Nov 2, 2009

The Correct Avenger

A couple days ago I got called at 5am, the body of a nude female turns up in one of our alleys. I grab the camera and meet Detective Brew, who’s already placing the little number tents next to anything that looks like it does not belong in an alley. The victim, dressed only in socks, has obviously been run over by a car.

Our budget-loving Lieutenant, hoping that this is NOT our 3rd homicide in as many weeks says,
“What do you think Kellett, just a hit and run accident?”
Oh ya, I’m sure that naked women are constantly throwing themselves under cars. Some patrol guys find a stack of clothing a block away in a parking lot; a complete set of women’s clothes, minus socks… hhmmm… a clue? Two important leads: first is that there was some ID in the clothes identifying our victim, second there was security video in the parking lot. The low-quality footage shows a black, 97-98 Dodge Avenger dumping the clothes, but nothing else.

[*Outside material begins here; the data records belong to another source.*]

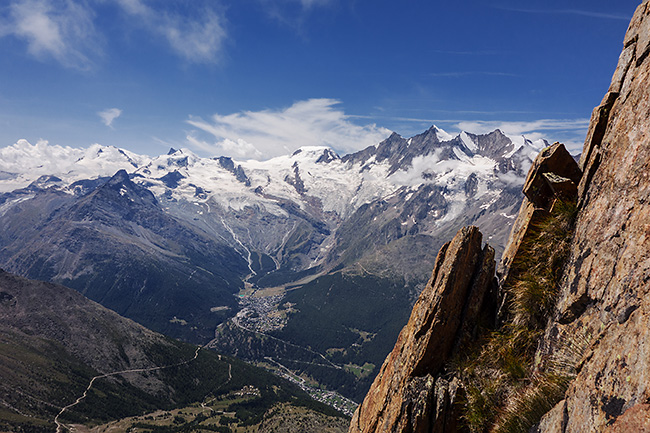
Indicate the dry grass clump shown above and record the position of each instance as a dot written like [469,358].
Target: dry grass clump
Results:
[504,390]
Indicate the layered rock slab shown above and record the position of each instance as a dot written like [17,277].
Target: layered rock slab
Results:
[605,295]
[408,395]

One of the other detectives recalled that there was a car matching that description in the parking lot of the half-way house where the victim lived. Sure enough, a black, 98 Avenger- and it was still warm; I’m thinking, too coincidental to be random; this was turning out to be my lucky day. I looked underneath the car and saw… dirt, oil and rust. I crawled (soiling a new pair of Van Husen slacks) under just about every square inch of that car and did not see any sign of it having run over a body. However, I am not a car-pedestrian expert, so I figure we should tow the car and have the traffic reconstruction experts look at it for what may be micro signs of our victim.

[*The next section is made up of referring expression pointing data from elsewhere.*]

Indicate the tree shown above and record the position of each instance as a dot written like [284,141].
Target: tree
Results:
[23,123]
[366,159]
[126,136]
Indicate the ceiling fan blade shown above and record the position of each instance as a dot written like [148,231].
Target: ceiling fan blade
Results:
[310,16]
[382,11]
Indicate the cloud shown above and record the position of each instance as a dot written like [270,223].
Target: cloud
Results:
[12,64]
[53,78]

I tell the car’s owner that we will be towing the car for investigation, and he goes ballistic. He starts yelling that his car was not involved, that he would never hurt anyone, that there are cars like his all over town, blah, blah, blah. In an attempt to be conciliatory, I explain that I cannot recall the last time I saw this model car driving around; it was just not that popular. Then, exasperated, he tells me he sees them all the time, in fact, he tells me,
“There goes one right there!”

Well, I’ll be, another black Dodge Avenger. We have about 6 detectives standing around with nothing to do, so two of them decide to go pull over this second car. I get a call a minute later, one of the detectives that pulled the car over wants me to look at it, he thinks he sees blood on the rear of the car. I go to the stop, look under the car and… now remember, I’m not a car vs pedestrian expert, but when looking at a 3 inch chunk of scalp wedged in the front suspension, surrounded by an entire frame section covered in blood, I thought maybe THIS was the car I should be towing.

I guess I’m easily influenced by persuasive car owner arguments; that and bloody body parts stuck to someone else’s car.


Local News Story:

Yakima police arrest suspect in Tuesday morning homicide
By TIM KELLY
Yakima Herald-Republic

YAKIMA, Wash. -- Police are sometimes stymied in crime investigations when witnesses are unwilling to come forward and speak up, but that wasn’t the case in a homicide investigation Tuesday.
Yakima detectives got their first lead from surveillance video taken by a security camera near where Shelly Kinter’s nude body was found about 5 a.m. in an alley off Chestnut Avenue between Sixth and Seventh streets.
Her body had been run over, but Sgt. Scot Levno said investigators believe that happened after she had been killed.
The video showed a black Dodge Avenger, and by midday detectives were inspecting just such a car in the parking lot at Connections, an apartment complex in the 100 block of South Naches Avenue for people recovering from substance abuse. Kinter, 42, lived in a second-floor unit there.
As detectives were preparing to impound the car, some Connections residents gathered in the parking lot hollered out that another black Dodge with a cracked windshield was driving past and had been seen going by earlier.
Police located another black Avenger a few minutes later at the 7-Eleven store on Yakima Avenue and arrested the driver. The car had front-end damage above the passenger-side headlight and the windshield was shattered on the driver’s side.
Levno said that car matched what was seen on the surveillance video. “We found blood on the driver and in the passenger compartment, and on the undercarriage of the car,” he said.
The suspect, 20-year-old Aaron Leroy Briden from Tacoma, was booked into the Yakima County jail on a charge of first-degree murder, according to a police news release.
The news release said Kinter died “from apparent trauma to the head and body.” Yakima County Coroner Jack Hawkins said an autopsy will be done today.
Information on the Web site Classmates.com lists a Shelly Kinter as a 1985 graduate of Davis High School.
A man who lives at Connections, which is operated by Triumph Treatment Services, said Kinter was “just a really mellow person; she never did anybody no harm at all.”
“She was a ray of sunshine,” said a woman smoking a cigarette in the Connections parking lot.
At one point a woman drove up to the group and asked if the woman who had been killed was Shelly, and then broke into sobs.
“She was trying to get her life straightened out, and she was doing a good job,” said the woman, who declined to give her name but said she became friends with Kinter at the free weekly meals a church group provides for homeless and needy people in the neighborhood. The woman is a volunteer who helps at the Friday meals.